Now, let us repeat the simulations, based on the same model:
Y ~ treatment + time + (1 | site) + (time|subject)
but instead of fitting this model, we will fit:
Y ~ treatment + time + (1 | site)
So we just need to make a simple change:
m0 <- lmer(myFormula, dt)
to
m0 <- lmer(Y ~ treatment + time + (1 | site), data = dt )
And the results are:
mean(vec_intercept, na.rm = TRUE)
## [1] 10.04169
mean(vec_treatment, na.rm = TRUE)
##[1] 0.5068864
mean(vec_time, na.rm = TRUE)
##[1] 0.09761494
So that's all good.
Now we make a simple change:
n_site <- 4
So now, instead of 100 sites, we have 4 sites.
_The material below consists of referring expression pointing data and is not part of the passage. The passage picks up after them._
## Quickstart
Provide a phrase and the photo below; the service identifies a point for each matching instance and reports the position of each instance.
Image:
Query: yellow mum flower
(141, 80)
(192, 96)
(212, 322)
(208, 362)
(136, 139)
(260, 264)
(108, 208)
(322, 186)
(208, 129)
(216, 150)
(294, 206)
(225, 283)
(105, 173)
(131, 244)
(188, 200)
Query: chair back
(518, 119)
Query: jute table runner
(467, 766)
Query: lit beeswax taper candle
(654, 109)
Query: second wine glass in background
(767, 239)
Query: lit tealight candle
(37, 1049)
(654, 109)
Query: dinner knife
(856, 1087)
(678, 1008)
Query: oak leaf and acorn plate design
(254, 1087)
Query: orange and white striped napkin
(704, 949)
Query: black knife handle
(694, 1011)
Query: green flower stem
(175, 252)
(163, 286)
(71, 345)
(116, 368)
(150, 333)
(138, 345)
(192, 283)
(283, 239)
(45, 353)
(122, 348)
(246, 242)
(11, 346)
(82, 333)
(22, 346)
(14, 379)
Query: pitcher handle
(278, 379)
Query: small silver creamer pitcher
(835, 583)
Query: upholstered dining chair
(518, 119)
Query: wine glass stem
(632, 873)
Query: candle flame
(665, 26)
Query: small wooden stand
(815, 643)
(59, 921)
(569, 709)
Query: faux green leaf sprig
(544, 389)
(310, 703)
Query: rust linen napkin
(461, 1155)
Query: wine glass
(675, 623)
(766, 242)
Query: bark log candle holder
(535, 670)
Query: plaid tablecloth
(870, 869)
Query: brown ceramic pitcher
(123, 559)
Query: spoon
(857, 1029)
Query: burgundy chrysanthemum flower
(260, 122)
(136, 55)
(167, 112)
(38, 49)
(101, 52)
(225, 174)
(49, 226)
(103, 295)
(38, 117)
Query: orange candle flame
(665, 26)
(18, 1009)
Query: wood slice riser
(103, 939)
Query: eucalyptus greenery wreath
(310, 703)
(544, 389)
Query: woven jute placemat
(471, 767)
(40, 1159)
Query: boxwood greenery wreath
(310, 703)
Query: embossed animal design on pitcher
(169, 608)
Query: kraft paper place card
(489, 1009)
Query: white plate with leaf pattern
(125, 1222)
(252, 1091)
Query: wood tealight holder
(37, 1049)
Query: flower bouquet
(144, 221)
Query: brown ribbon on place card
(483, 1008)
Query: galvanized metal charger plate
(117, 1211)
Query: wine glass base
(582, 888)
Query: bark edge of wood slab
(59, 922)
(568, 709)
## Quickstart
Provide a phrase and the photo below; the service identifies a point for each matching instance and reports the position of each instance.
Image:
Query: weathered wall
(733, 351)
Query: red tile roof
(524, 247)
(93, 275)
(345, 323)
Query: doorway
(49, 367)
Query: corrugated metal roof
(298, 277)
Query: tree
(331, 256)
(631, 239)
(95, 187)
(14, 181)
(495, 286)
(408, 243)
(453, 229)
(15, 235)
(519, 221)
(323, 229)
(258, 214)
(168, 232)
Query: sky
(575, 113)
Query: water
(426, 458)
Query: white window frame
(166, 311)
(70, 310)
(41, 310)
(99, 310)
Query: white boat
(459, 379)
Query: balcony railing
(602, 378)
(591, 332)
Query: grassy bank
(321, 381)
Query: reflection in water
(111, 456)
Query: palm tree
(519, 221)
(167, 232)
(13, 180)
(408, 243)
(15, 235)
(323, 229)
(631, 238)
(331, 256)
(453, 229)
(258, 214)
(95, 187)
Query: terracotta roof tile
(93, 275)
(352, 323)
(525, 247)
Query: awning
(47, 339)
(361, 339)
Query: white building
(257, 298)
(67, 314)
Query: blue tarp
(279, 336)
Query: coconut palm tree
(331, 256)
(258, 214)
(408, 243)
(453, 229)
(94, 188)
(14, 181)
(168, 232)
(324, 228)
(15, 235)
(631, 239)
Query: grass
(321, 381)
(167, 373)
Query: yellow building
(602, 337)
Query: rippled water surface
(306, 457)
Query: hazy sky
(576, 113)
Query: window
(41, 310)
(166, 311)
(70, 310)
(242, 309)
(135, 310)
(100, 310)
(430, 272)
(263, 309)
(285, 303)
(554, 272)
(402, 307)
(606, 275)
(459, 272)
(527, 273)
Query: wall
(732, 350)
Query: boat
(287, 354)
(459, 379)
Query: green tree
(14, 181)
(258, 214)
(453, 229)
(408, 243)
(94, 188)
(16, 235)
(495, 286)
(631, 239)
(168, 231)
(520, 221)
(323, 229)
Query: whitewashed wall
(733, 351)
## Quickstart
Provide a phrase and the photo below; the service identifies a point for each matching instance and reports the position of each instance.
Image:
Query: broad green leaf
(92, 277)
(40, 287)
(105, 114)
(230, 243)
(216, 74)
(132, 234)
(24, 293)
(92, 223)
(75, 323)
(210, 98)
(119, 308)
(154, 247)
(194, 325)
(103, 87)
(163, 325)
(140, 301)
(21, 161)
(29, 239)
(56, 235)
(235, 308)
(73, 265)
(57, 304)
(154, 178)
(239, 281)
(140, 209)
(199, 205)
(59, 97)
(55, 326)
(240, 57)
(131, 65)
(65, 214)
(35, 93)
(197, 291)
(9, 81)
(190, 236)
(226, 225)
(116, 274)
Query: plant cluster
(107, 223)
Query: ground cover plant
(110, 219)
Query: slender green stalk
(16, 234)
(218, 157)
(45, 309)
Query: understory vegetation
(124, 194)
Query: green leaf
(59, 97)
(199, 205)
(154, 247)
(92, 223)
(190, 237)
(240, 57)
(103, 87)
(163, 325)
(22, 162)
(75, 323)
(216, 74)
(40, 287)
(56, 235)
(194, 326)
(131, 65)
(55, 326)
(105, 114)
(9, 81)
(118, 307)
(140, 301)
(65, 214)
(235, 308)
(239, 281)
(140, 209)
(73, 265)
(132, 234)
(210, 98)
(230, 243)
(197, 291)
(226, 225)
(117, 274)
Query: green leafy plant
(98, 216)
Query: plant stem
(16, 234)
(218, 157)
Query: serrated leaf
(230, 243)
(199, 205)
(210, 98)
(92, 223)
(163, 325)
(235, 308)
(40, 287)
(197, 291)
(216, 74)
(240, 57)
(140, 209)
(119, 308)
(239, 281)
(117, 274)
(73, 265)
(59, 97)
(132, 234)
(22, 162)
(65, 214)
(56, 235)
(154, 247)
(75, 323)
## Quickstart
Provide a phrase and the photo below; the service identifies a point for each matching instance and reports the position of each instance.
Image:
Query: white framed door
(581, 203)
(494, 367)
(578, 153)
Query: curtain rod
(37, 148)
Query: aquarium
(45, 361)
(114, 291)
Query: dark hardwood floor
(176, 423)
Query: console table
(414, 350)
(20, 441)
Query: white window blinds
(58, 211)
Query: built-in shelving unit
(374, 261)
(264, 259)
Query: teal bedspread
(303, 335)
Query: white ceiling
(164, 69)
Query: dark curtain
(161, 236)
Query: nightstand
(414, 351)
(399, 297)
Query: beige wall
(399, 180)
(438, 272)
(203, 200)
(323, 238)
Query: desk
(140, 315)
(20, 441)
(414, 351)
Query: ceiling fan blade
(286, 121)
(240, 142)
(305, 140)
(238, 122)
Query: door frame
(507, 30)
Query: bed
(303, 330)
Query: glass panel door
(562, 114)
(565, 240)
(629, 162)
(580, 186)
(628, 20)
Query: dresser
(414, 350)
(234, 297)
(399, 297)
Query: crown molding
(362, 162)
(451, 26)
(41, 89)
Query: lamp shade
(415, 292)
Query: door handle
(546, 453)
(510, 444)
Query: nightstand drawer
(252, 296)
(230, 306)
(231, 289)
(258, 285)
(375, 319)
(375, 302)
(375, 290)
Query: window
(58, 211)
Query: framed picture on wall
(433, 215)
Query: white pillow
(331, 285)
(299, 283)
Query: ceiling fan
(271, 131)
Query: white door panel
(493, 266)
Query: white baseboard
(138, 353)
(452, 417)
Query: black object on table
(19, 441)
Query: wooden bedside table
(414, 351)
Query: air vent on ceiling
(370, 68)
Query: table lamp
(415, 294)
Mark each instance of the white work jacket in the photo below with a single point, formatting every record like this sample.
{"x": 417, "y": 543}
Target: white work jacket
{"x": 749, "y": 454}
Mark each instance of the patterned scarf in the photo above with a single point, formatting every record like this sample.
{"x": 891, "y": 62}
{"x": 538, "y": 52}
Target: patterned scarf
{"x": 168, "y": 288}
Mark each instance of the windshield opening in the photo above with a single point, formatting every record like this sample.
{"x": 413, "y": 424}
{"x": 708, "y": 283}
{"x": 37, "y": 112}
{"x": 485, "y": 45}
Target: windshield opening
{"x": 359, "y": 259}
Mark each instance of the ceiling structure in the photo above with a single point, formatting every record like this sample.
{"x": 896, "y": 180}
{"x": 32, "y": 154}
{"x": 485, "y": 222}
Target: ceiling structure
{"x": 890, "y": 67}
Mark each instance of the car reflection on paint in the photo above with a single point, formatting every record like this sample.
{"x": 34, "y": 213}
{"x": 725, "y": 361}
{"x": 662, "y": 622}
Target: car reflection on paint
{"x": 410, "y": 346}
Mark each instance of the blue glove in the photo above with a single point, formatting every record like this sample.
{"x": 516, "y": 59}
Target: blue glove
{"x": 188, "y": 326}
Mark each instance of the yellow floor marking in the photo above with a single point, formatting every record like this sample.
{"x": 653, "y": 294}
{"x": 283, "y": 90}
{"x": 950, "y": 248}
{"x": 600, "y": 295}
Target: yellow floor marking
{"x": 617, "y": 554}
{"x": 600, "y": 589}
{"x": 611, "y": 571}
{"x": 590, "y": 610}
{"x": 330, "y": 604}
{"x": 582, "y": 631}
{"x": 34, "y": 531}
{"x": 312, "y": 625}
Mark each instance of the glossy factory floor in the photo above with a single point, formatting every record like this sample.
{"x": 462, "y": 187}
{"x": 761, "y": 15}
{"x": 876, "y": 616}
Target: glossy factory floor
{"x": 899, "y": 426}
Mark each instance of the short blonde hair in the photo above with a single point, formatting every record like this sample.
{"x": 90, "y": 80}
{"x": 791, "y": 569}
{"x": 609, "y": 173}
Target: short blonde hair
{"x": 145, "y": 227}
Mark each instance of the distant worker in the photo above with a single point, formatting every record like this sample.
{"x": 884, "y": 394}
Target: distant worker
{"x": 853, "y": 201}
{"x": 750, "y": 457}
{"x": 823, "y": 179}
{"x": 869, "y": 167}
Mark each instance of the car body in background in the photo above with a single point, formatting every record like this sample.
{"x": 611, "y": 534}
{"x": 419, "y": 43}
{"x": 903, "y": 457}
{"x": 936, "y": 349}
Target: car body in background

We retain the number of subjects per site (5) and the number of time points per subject (2).
For the "correct" model, the results are:
mean(vec_intercept, na.rm = TRUE)
## 10.16447
mean(vec_treatment, na.rm = TRUE)
## [1] 0.422812
mean(vec_time, na.rm = TRUE)
## [1] 0.1049933
Now, while the intercept and time are close to unbiased, the treatment
fixed effect is a little off (0.42 vs 0.5, a bias of around -15% which perhaps stregthens the argument for not fitting random intercepts at all for such a small group even when the random structure is correct). But, if we fit the "wrong" model, the results are:
mean(vec_intercept, na.rm = TRUE)
## [1] 10.0194
mean(vec_treatment, na.rm = TRUE)
## [1] 0.7084542
mean(vec_time, na.rm = TRUE)
## [1] 0.1029664
So now we find the bias of around +42%
As mentioned above, there are a huge number of possible ways this simulation can be altered and adapted, but it does show that biased fixed effects can result when the random structure is wrong, as requested.